Suppose I have the wave function $\vec{\psi} = \begin{bmatrix} \psi_x \\ \psi_y \\ \psi_z \end{bmatrix}$.

If I understand Born's rule correctly, the equality $\vec{\psi}^* \cdot \vec{\psi} = f(x,y,z)$ (where $f(x,y,z)$ is the probability density of a given state) holds. For that same wave function, does it also hold that $\psi_x^* \psi_x = f(x)$?

My suspicion is that is doesn't hold based on analogizing that the square of a polynomial will be positive, but not every term in the expansion will be positive. But this is far from rigorous thinking.

Does Born's rule only imply the overall norm squared will be the probability density of a state, or will the products of the components similarly be probability densities of parts of the state?

Answer 1

Firstly, $c^* c$ will always be positive and real, because for any complex number $c=a+bi$ which is equal to $a^2+b^2\ge 0$.

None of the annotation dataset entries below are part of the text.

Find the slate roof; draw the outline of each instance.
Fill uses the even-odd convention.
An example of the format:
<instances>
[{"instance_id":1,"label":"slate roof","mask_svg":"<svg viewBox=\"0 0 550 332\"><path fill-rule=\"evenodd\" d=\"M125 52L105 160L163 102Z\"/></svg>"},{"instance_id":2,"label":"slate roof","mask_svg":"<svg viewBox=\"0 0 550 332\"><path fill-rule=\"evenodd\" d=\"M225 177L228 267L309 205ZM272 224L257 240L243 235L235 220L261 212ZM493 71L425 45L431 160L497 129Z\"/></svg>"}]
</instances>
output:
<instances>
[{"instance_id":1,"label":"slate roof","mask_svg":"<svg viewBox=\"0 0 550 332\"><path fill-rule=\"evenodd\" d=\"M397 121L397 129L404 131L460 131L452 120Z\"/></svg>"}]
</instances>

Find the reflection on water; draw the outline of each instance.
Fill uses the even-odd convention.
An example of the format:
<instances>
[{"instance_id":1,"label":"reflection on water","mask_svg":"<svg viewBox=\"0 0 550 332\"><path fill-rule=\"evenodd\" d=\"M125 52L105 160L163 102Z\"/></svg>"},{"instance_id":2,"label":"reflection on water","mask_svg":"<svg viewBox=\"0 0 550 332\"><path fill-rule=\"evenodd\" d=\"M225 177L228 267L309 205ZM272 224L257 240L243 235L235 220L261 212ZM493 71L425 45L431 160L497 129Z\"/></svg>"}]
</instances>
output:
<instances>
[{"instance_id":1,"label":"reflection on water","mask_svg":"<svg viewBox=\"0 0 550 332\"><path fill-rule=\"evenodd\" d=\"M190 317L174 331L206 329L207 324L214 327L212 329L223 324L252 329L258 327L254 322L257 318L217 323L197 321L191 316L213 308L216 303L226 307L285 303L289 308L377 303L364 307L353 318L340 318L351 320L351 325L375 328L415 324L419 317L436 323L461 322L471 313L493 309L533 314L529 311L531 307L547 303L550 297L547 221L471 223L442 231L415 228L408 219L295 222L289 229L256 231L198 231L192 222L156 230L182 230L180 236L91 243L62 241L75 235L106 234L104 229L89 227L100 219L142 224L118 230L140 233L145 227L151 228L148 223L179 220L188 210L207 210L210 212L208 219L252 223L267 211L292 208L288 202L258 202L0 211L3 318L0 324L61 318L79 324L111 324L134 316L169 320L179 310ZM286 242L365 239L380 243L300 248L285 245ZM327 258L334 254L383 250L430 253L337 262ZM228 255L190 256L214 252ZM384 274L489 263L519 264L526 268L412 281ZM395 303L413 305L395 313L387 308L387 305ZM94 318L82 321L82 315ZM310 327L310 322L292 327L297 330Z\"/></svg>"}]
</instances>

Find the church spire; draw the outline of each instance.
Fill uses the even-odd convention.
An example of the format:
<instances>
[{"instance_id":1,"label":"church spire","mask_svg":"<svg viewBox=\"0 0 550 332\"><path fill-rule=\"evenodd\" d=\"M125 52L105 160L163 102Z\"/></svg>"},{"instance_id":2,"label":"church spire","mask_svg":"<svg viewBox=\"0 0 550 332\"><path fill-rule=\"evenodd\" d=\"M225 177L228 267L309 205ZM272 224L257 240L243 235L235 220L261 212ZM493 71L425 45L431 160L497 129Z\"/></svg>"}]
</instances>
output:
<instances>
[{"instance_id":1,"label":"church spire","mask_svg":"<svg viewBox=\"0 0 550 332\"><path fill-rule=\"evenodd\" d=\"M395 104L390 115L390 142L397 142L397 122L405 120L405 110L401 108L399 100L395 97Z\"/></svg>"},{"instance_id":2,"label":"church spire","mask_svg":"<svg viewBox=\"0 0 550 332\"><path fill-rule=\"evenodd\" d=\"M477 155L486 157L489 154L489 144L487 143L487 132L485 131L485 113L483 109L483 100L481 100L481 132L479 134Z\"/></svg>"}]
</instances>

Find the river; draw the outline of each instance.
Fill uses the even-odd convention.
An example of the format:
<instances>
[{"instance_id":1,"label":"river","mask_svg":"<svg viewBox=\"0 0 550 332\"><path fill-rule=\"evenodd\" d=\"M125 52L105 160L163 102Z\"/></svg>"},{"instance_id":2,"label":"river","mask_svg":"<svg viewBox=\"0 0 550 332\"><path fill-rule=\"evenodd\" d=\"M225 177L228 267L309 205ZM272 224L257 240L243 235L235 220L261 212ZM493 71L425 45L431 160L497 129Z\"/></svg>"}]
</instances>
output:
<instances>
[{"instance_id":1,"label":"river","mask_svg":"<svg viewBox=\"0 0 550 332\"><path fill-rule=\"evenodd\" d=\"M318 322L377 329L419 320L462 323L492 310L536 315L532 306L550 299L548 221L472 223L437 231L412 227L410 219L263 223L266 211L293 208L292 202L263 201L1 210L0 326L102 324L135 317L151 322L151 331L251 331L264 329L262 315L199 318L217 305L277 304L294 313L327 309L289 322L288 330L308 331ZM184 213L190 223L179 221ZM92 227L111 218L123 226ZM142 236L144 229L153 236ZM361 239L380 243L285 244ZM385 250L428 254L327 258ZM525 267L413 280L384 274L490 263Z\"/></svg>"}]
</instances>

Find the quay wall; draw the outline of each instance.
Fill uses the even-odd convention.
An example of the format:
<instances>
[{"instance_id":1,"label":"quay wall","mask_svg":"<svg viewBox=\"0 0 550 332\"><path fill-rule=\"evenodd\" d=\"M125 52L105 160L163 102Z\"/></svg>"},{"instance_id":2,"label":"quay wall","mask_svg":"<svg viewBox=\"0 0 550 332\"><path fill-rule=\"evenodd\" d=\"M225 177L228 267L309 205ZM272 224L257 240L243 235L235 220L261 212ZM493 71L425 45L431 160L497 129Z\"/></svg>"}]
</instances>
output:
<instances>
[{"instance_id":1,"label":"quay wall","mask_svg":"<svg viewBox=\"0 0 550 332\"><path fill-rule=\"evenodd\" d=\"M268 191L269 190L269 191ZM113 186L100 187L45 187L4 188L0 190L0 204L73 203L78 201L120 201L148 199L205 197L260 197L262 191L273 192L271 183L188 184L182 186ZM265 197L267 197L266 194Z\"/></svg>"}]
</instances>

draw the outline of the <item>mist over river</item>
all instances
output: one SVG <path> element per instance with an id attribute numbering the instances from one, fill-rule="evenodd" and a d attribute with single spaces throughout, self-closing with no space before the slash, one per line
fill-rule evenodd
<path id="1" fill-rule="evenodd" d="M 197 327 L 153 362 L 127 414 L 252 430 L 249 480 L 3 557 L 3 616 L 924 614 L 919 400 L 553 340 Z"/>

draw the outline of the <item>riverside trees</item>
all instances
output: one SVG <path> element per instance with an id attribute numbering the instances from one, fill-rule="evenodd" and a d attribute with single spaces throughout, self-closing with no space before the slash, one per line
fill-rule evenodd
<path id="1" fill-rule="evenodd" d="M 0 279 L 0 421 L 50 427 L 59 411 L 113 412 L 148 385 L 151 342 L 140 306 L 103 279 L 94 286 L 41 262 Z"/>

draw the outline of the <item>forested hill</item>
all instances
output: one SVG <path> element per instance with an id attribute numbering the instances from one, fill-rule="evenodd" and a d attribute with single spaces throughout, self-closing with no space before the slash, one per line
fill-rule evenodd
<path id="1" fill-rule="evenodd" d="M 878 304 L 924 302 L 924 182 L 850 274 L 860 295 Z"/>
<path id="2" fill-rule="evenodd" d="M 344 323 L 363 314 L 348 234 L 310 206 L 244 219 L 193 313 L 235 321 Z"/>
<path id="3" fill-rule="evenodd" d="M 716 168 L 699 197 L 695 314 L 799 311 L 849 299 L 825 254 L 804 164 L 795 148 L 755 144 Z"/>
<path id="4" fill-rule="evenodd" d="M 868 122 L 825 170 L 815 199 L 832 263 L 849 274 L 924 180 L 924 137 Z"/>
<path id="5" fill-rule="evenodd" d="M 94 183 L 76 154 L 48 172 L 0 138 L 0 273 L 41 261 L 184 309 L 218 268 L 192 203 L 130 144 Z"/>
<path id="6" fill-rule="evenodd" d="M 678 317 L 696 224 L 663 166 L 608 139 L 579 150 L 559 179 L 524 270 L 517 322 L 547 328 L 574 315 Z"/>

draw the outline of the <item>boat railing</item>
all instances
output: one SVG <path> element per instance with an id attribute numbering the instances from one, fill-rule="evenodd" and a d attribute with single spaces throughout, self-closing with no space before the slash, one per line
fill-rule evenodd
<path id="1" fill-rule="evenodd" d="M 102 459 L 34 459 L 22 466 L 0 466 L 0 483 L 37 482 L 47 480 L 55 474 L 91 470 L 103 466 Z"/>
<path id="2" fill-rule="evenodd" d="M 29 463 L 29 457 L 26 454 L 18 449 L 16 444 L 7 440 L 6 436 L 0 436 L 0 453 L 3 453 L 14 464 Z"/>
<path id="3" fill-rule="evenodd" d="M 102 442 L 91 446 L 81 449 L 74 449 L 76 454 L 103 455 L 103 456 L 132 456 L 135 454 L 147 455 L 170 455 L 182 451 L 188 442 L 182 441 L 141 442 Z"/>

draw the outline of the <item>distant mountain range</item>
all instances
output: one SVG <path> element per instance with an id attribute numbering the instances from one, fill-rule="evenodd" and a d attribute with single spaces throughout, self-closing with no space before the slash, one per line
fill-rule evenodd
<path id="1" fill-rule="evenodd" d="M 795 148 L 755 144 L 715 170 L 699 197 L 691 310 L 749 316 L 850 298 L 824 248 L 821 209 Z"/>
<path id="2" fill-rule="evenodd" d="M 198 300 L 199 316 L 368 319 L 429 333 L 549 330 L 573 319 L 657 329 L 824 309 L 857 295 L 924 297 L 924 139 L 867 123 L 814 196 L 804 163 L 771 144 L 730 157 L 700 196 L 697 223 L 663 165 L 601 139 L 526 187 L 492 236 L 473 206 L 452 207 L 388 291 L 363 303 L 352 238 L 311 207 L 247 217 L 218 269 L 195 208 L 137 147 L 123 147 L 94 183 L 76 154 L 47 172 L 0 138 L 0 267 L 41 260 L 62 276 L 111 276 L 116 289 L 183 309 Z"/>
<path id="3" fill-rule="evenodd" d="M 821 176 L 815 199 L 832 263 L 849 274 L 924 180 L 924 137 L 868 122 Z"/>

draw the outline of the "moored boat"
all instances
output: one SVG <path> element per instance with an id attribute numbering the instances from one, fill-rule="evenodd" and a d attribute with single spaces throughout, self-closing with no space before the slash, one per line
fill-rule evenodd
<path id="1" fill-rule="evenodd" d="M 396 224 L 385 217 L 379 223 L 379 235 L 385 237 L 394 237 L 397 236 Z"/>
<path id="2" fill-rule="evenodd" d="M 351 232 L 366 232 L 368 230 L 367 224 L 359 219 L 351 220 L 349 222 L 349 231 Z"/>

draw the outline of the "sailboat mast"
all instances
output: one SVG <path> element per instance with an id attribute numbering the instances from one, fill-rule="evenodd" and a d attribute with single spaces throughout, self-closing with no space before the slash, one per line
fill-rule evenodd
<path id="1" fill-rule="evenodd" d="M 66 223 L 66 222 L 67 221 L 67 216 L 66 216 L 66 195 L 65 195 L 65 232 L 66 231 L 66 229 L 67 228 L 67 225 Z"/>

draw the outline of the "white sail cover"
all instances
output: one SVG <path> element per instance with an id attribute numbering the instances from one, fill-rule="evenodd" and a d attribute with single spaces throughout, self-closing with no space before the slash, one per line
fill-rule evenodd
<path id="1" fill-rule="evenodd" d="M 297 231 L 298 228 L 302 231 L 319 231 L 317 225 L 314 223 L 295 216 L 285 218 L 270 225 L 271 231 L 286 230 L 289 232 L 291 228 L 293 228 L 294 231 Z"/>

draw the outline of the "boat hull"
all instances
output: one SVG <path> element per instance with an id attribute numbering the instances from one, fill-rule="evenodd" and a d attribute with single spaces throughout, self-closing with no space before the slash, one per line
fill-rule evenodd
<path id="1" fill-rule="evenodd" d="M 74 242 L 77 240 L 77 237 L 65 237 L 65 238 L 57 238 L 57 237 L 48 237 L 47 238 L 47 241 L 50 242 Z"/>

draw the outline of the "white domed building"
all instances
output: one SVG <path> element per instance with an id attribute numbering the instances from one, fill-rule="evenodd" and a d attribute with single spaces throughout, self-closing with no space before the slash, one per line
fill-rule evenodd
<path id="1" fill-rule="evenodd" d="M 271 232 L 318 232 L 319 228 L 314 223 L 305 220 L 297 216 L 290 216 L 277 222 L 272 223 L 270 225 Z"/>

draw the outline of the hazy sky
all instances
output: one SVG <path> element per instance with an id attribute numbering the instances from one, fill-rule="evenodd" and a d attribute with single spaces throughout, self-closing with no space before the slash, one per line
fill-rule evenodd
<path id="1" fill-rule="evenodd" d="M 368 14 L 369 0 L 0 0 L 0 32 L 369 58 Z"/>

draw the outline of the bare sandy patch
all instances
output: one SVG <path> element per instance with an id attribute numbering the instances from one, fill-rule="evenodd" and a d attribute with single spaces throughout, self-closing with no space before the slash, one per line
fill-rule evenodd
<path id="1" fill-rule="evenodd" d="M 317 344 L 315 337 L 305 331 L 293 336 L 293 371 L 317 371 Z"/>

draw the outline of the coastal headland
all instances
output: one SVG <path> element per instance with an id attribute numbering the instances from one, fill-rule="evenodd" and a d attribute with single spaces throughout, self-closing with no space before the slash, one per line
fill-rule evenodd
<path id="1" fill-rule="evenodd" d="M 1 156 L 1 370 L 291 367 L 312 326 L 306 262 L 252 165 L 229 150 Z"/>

Secondly, your notation looks a little confused! A vector $\vec\psi=(\psi_a,\psi_b,\psi_c)$ denotes a quantum system where, for example, one particle is either in state a, state b, or state c. More precisely, it's in a superposition of the three states. The Born rule probability to find the particle in state a would be $P(a)=|\psi_a|^2$, and it does not make sense to talk about the joint probability $P(a,b)$. The total probability is equal to one, $\vec\psi^*\cdot\vec\psi=|\psi_a|^2+|\psi_b|^2+|\psi_c|^2=1$.

If we're talking about a wavefunction in 3 dimensions, then $\psi(x,y,z)$ is a function with infinitely many states, and it does make sense to talk about the joint probability $P(x,y,z)=|\psi(x,y,z)|^2$. Then the statement that the total probability is 1 is: $\iiint dx dy dz |\psi(x,y,z)|^2=1$.

You can then do regular probability distribution stuff on this 3 dimensional probability distribution. For example, the marginal probability $P(x)=\iint dydz P(x,y,z)$, or the conditional probability $P(x|y,z)=P(x,y,z)/P(y,z)$. There are a few different aspects to Born's rule that could come up here, but it sounds like you might have more of a confusion on what the wavefunction is rather than how to apply Born's rule.